In June, the New England Journal of Medicine reported encouraging findings on Pfizer’s investigative drug. The treatment led to “complete remission” in 80 percent of trial patients with relapsed acute lymphoblastic leukemia.
Chemotherapy alone produced that result in only about 30 percent of patients.
KU’s McGuirk said similar success is being found in an immunotherapy drug called Blincyto, which put patient Emily Fox’s leukemia in remission.
Fox, who has worked with cancer patients as a nurse, was diagnosed in February with cancer of her own. At the BMT unit, “from the first day they were telling me, ‘We’re going to get rid of that cancer,' “ said Fox, 28. “I believed them.”
But McGuirk cautions against overconfidence. False hope helps nobody dealing with cancer, whether it’s a patient or members of the clinical team who still see too many lives lost.
“Immunotherapy is hit or miss,” McGuirk said. “We’ve got a long, long way to go.”
And it’s expensive. Patients whose insurance requires that they pay 20 to 25 percent out of pocket could spend $25,000 or more for a year of treatment on drugs such as Opdivo, approved for both melanoma and lung cancer.
‘This, or certain death’
“There are so many kinds of immunotherapy,” said Mitch Schwarz, 24, of Blue Springs. “I’ve done two.”
The first didn’t work. Relapsing in 2014 in his bout with blood cancer, Schwarz for a month wore a backpack that contained immunotherapy medicine. The solution traveled through a tube to his chest.
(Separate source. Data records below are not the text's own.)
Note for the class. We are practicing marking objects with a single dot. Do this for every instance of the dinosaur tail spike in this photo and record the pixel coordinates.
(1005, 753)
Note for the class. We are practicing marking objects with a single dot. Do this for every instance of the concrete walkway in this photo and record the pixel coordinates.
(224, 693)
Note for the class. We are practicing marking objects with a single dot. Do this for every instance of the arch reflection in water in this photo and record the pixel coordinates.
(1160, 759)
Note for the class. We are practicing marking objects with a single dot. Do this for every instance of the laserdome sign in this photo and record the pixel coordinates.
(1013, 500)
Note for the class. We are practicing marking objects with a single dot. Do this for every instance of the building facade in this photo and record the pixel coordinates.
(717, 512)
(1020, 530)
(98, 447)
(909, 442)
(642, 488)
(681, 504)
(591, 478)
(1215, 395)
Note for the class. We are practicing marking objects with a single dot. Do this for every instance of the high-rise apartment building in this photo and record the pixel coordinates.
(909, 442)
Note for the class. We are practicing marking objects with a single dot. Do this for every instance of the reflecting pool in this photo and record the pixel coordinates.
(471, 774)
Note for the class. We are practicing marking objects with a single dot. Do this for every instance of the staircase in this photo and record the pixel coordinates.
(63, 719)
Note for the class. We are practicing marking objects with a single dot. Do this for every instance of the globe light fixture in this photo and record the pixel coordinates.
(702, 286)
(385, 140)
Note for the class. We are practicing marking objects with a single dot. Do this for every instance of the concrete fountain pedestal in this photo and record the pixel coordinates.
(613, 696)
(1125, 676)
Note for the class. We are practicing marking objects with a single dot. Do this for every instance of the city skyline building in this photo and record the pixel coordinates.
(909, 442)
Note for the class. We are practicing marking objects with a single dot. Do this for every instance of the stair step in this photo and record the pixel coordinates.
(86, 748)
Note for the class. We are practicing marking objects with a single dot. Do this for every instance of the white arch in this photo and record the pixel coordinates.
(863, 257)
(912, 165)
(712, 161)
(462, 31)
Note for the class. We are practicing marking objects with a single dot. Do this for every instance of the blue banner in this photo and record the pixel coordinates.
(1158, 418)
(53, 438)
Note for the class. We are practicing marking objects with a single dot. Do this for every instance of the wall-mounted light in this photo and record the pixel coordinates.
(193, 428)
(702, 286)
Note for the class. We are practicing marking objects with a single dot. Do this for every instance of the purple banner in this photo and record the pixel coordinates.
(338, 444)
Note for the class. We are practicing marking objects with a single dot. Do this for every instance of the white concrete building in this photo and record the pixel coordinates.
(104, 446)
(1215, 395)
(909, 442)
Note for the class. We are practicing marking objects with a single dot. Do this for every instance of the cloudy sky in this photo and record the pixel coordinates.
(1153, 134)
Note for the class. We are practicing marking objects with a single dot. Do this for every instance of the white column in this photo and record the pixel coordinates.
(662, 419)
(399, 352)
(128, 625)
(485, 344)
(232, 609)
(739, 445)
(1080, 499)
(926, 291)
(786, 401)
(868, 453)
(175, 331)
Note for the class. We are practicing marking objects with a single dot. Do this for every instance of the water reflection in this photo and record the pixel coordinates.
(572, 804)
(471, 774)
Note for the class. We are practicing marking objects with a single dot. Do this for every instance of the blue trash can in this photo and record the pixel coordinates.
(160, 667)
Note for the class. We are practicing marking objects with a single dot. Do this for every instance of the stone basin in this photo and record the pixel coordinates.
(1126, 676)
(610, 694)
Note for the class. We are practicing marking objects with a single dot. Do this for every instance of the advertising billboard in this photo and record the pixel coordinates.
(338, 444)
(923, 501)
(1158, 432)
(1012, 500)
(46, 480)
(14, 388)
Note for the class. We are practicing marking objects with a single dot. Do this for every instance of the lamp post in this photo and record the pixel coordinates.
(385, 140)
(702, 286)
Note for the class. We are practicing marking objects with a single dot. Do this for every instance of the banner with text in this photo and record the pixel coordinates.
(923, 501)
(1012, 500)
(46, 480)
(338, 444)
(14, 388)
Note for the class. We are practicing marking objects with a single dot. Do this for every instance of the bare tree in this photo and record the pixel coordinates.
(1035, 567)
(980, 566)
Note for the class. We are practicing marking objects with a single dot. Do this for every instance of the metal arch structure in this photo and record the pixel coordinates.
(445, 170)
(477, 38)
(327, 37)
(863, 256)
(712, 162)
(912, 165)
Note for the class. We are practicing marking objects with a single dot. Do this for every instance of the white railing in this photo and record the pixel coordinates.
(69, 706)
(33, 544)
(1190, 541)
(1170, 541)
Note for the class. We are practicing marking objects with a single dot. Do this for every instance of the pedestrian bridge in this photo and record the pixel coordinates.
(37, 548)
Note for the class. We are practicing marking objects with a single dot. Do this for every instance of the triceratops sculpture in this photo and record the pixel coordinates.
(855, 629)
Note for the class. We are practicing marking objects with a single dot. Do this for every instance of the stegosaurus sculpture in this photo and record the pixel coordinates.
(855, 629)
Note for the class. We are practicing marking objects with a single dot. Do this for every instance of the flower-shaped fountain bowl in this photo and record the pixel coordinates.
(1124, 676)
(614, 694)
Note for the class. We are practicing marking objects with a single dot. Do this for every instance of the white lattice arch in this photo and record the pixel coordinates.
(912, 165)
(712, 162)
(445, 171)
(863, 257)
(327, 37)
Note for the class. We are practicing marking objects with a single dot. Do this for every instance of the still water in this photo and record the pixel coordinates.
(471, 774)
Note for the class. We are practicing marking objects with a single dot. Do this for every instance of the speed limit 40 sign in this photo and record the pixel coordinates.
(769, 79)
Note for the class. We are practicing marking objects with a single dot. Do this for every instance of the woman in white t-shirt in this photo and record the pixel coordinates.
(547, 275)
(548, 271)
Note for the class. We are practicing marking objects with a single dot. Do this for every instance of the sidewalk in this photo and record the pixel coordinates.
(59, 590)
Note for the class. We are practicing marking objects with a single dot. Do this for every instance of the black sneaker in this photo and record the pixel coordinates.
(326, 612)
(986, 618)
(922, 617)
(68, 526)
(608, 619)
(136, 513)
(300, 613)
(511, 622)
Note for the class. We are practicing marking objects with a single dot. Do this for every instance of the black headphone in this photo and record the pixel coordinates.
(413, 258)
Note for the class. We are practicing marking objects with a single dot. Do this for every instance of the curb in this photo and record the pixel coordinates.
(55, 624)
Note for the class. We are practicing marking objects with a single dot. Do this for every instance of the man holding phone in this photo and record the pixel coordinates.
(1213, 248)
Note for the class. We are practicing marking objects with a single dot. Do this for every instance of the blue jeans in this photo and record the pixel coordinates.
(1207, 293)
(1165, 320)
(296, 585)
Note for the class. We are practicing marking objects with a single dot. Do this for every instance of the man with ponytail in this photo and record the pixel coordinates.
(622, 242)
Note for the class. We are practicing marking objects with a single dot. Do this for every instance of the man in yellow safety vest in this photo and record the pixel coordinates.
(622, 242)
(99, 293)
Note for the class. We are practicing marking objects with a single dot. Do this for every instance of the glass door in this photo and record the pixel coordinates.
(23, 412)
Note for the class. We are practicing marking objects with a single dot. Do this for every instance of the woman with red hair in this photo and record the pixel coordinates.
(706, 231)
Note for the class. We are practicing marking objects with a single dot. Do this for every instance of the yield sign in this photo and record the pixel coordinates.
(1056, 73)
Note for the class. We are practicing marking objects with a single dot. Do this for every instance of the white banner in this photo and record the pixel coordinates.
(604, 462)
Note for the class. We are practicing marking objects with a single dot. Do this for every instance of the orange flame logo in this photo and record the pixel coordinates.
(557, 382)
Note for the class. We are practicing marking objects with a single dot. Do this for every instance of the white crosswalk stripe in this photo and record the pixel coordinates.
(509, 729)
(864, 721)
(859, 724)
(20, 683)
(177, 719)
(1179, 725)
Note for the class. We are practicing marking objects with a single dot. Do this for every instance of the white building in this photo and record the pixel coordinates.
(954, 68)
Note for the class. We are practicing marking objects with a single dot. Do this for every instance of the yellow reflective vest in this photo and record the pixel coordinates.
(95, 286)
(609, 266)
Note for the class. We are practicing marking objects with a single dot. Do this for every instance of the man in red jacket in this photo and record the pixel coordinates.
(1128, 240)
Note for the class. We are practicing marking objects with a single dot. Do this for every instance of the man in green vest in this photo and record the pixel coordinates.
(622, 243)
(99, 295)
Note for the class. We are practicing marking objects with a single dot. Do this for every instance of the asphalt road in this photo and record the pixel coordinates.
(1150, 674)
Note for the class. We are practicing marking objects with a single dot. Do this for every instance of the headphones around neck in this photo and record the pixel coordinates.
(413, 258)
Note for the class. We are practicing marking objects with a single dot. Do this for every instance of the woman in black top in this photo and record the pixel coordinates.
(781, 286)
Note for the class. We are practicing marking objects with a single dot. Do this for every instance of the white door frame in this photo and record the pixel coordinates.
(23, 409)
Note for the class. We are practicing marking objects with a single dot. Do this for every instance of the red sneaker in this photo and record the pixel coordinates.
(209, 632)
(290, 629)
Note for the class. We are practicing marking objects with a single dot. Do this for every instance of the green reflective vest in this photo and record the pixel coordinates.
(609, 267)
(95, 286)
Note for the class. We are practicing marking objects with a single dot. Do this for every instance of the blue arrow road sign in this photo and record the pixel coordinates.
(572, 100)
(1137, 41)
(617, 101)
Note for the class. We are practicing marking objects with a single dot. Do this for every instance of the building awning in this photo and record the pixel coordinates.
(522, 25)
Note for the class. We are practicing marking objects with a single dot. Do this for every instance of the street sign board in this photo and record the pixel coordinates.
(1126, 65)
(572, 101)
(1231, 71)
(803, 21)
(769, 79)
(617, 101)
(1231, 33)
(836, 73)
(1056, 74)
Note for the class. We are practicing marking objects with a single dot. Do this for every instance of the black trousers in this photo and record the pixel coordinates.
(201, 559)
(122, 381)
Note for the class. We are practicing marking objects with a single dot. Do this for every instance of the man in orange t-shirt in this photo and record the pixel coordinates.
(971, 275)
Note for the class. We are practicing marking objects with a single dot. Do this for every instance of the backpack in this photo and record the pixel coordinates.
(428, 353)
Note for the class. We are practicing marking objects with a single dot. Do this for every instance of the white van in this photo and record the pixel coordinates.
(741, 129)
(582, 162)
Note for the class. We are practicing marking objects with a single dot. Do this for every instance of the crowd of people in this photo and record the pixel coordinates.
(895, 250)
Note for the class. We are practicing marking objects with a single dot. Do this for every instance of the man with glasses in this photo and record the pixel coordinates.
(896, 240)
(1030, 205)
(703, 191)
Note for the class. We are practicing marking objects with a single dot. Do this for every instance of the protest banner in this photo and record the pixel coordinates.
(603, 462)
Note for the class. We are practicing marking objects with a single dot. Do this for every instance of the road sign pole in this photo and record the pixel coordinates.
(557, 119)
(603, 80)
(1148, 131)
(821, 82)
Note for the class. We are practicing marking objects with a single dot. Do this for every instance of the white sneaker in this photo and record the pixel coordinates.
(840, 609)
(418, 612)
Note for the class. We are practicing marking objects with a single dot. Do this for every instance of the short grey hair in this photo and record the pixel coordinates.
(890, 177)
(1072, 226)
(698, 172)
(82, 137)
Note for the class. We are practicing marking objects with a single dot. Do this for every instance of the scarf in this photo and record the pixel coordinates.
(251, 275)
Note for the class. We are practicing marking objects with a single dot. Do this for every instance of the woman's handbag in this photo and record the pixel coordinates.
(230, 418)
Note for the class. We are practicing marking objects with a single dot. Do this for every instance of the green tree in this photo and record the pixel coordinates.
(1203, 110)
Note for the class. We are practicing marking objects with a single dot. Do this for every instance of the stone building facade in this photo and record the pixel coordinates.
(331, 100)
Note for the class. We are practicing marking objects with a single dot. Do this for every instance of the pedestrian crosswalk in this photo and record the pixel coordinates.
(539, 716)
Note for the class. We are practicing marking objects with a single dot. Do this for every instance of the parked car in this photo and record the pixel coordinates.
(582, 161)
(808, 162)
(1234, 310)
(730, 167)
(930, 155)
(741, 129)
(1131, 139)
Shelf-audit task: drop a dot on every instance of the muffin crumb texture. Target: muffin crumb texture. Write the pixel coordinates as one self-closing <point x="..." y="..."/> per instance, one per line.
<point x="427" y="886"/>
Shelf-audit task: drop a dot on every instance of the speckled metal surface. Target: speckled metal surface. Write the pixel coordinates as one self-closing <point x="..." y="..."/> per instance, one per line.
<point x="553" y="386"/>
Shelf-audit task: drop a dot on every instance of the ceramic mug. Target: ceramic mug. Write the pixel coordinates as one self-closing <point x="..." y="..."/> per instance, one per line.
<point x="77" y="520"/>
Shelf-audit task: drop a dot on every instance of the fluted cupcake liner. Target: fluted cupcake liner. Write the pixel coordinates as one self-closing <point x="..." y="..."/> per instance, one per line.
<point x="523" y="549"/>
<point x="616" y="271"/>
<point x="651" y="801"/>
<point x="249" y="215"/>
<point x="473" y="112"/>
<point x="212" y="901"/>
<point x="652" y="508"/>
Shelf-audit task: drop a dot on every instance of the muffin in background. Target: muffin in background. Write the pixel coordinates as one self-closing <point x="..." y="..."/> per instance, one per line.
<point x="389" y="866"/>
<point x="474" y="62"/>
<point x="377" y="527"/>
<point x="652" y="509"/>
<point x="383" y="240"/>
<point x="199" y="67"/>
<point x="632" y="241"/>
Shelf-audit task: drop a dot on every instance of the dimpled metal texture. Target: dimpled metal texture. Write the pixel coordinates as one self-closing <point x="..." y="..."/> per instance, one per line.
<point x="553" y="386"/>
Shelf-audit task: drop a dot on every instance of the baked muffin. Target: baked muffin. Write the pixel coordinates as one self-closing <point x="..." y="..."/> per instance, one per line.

But the treatment wasn’t achieving the desired result. Schwarz’s immune system wasn’t recognizing the cancer cells as a threat to be devoured. When the treatments succeed, it’s “like Pac-Man,” said McGuirk.
KU doctors ultimately directed Schwarz to a clinical trial in Seattle, where he underwent a brand of treatment called CAR T-cell therapy. “It was either this or certain death for me,” he said.
Unlike chemotherapy and radiation, which kill cells both good and bad, Schwarz’s treatment in Seattle was customized to get his body to target just the bad cells.
His blood was drawn and disease-fighting T-cells were taken to a lab for “gene editing.” The re-engineered cells were returned to his body and, if the therapy worked, they would attach to malignant cells and start punching.
The treatment has put Schwarz’s cancer in remission and, like the others, he became ready for a stem cell transplant.
“I’m 115 days out of that transplant, so my immune system is that many days old,” he said last week at the Westwood clinic. He visits weekly to have blood work done.
The results so far look encouraging, his doctors said.
“It’s exciting,” Schwarz said. “My cells are working. I hope they fight like hell.”
‘Battle far from over’
A former Kansas City area resident now living in Fayetteville, Ark., Burns returned to the KU Cancer Center in late August for her two-year checkup.
Everything looked good.
For lunch that day, Burns spoke to a group of three dozen hospital directors and benefactors about the leukemia that developed when she was 20.
She thought she had it licked once but relapsed in 2014, right after boyfriend Tanner Burns told her father about plans to marry her.
She told her boyfriend he couldn’t propose until she was well. Her voice trembled recalling that story. “It really broke my heart,” she said.
Introducing Rebecca Burns to the group, McGuirk called her story “absolutely miraculous.”
Slides of her recovery after her transplant showed her clowning with the BMT staff. “Some of these nurses are my closest friends,” she said.
She continues to post her progress in a journal on the website Caring-Bridge.org, where sick persons can keep their loved ones updated.
In a recent entry she noted: “Pray for my overall health and wellness … This battle is far from over!”
She’s only 2, after all.
As for her and Tanner, they married in July.